Pemerintah Gaza Dukung Komite Nonpartisan Kelola Gaza Pascaperang

Gencatan senjata Hamas Israel akan memasuki fase kedua.

REUTERS/Hatem Khaled
Warga Palestina berbuka puasa bersama diantara reruntuhan rumah dan bangunan di Rafah, Jalur Gaza selatan, Sabtu (1/3/2025). Pasca gencatan senjata, warga Palestina menjalani bulan suci Ramadhan dengan lebih baik jika dibandingkan tahun sebelumnya. Meski hidup ditengah kondisi kota yang hancur, namun pada Ramadhan tahun ini warga Palestina di Gaza bisa melakukan buka puasa dan ibadah Ramadhan bersama dengan tenang.
Red: Nashih Nashrullah

REPUBLIKA.CO.ID, GAZA- Kantor media pemerintah Gaza pada Kamis (7/3/2025) menegaskan kembali dukungannya atas upaya membentuk komite nonpartisan yang terdiri dari "teknokrat" untuk mengelola Jalur Gaza pascaperang.

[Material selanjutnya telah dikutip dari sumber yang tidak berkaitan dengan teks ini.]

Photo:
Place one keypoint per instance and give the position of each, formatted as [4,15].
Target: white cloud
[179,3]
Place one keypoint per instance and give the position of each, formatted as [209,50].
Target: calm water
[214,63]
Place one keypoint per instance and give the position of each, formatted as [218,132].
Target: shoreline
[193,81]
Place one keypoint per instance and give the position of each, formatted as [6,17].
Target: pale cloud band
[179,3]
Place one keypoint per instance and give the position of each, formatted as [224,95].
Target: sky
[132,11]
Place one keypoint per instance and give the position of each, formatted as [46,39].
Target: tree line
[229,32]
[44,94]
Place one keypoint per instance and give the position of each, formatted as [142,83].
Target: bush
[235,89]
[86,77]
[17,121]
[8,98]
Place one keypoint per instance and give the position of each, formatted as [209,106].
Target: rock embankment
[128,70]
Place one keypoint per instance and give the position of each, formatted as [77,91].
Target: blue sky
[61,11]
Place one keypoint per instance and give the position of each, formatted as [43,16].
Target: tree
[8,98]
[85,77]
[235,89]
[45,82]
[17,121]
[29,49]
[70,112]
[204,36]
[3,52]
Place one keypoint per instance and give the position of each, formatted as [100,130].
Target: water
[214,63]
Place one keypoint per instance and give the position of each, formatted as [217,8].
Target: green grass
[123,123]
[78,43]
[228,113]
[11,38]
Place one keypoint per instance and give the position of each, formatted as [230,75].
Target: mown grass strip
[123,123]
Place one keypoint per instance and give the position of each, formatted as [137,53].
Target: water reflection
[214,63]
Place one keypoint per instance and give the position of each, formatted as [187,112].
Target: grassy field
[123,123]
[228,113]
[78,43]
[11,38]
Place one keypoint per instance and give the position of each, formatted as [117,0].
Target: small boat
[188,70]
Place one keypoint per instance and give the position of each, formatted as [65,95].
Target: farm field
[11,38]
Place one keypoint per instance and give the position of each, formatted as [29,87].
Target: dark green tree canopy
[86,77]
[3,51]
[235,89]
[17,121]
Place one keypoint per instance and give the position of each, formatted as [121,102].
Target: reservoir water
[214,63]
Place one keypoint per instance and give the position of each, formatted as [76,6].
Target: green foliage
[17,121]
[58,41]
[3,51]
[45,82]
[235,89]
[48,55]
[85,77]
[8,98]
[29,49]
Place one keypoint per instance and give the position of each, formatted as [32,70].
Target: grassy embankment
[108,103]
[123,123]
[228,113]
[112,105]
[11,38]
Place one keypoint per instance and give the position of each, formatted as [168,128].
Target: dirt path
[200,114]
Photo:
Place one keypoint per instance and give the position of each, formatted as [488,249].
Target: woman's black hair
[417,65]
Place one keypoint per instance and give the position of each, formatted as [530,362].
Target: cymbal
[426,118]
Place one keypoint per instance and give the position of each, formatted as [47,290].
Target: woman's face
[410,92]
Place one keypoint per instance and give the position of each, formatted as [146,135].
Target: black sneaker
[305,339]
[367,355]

"Kami menyambut semua upaya meringankan penderitaan rakyat kami di tengah perang pembantaian yang sedang dilancarkan oleh pendudukan (Israel), termasuk pengaturan untuk mengelola Gaza melalui komite yang dibentuk oleh tokoh dan pakar nasional yang independen," kata Salama Marouf, yang mengepalai kantor yang dikelola Hamas, dalam sebuah pernyataan.

Marouf mengatakan kantor media sepenuhnya siap mendukung upaya ini "selama upaya tersebut melayani kepentingan rakyat di Gaza dan mengakhiri perpecahan politik."

Baca Juga


"Struktur administratif dan staf pemerintah siap untuk melaksanakan rencana dan visinya," tambahnya.

Dalam KTT darurat Arab yang diselenggarakan oleh Mesir tentang Gaza pada Selasa (4/3/2025), para pemimpin dalam kesimpulan akhir menegaskan kembali tentang kebutuhan mendesak untuk sepenuhnya melaksanakan gencatan senjata dan perjanjian pertukaran tahanan, yang akan mengakhiri perang Israel secara permanen dan penarikan penuh pasukan Israel dari Gaza.

KTT tersebut juga menyetujui rencana lima tahun senilai 53 miliar dolar AS (sekitar Rp865,5 trilyun) untuk membangun kembali Gaza tanpa menggusur penduduknya.

Rencana tersebut mencakup pembentukan komite administrasi Gaza yang terdiri dari "teknokrat" nonpartisan untuk menjalankan Gaza selama masa transisi 6 bulan di bawah naungan pemerintah Palestina.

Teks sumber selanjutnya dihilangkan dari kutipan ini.